Michigan is home to Detroit, an overwhelmingly majority Black city, that has always been a favorite punching bag of white Republicans. The state had viral episodes of conflict and human error that were easily manipulated and deliberately misconstrued. It drew special attention from the highest levels of the party, and for the president, it had the potential to settle an important score with his adversary, Democratic Governor Gretchen Whitmer. Perhaps most important, Trump’s allies in Michigan proved to be more career-obsessed, and therefore more servile to his whims, than GOP officials in any other state he has cultivated during his presidency, willing to indulge his conspiratorial fantasies in ways other Republicans weren’t.
The 45th president’s time in office is drawing to a close.
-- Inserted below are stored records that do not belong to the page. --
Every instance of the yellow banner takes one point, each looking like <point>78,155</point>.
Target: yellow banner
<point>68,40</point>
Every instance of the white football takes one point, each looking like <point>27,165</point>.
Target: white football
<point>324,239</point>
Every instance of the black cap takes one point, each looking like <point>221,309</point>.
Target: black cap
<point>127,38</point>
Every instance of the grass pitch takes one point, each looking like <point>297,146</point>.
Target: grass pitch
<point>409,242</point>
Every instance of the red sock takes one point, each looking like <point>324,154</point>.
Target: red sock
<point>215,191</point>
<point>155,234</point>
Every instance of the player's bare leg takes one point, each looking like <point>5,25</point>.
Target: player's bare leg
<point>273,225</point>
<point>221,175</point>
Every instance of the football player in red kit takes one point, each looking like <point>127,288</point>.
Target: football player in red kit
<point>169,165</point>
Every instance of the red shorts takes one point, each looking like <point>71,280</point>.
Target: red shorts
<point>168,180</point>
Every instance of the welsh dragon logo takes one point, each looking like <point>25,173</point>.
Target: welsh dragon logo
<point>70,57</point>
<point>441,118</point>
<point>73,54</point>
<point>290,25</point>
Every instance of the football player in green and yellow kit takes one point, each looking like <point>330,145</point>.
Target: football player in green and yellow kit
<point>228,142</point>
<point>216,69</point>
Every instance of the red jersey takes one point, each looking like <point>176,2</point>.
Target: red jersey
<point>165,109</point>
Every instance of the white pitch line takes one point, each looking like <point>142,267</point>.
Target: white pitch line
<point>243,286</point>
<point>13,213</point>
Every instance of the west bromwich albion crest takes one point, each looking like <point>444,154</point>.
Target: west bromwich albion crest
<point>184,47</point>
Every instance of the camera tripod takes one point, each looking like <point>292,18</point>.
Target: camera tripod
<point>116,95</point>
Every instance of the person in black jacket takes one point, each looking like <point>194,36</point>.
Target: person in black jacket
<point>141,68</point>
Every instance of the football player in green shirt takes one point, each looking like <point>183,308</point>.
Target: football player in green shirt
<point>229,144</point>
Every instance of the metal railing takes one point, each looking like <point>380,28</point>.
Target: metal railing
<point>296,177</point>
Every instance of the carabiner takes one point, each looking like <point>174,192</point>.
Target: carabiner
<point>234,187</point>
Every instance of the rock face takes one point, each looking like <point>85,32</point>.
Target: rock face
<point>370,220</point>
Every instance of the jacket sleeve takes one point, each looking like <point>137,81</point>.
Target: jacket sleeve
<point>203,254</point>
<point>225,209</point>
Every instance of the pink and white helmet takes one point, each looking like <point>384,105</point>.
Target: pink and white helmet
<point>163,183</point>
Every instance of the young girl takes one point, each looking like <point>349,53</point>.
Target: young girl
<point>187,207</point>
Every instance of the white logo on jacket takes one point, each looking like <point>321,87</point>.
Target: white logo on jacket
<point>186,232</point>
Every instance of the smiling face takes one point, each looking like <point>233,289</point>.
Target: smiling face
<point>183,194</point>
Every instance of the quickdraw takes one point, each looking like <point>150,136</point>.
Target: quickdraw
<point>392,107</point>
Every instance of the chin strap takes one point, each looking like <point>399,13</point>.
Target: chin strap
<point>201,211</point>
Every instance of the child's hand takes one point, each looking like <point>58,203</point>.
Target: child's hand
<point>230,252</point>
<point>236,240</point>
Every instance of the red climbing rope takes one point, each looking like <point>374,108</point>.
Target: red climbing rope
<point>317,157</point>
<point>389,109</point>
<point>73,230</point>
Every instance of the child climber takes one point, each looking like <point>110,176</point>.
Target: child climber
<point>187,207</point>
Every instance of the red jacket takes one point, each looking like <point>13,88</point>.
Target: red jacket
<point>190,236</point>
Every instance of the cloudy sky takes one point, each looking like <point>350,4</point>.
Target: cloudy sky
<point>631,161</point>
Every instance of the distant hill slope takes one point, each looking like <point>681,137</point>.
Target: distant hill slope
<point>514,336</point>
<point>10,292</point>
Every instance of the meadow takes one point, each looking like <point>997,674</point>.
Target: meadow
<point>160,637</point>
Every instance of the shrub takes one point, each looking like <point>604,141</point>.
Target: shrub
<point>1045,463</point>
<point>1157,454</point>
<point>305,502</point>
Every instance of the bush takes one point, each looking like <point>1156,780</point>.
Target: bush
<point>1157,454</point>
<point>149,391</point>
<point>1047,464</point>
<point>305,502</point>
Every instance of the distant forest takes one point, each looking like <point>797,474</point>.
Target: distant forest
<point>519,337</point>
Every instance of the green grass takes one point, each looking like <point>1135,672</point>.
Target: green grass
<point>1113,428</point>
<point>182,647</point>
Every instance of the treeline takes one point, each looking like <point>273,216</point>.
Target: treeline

No amount of @realdonaldtrump tweets or wild-eyed allegations from his lawyers or unhinged segments on One America News can change that.
But what they can change—where he can ultimately succeed—is in convincing unprecedented numbers of Americans that their votes didn’t count. Last month, Gallup reported that the public’s confidence in our elections being accurate dropped 11 points since the 2018 midterms, which included a 34-point decrease among Republicans. That was before a daily deluge of dishonest allegations and out-of-context insinuations; before the conservative media’s wall-to-wall coverage of exotic conspiracy theories; before the GOP’s most influential figures winked and nodded at the president of the United States alleging the greatest fraud in U.S. history.
The irony of Michigan’s electoral meltdown is that Election Day, in the eyes of veteran clerks and poll workers across the state, was the smoothest it had ever been. Like clockwork, one can always depend on controversies—sometimes mini-scandals—to spring up by noontime on any given Election Day. But not in 2020.
The Republicans—House Speaker Lee Chatfield and Senate Majority Leader Mike Shirkey—were not interested. . . . . Not only did they want to avoid the perception of aiding a system the president was attacking as illegitimate and not only were they skeptical of the Democrats’ concerns of a drawn-out count. But many Republicans didn’t believe the election would be terribly close to begin with. A summer’s worth of polling, conducted for them privately at the local and statewide level, indicated that Trump stood little chance of carrying Michigan a second time.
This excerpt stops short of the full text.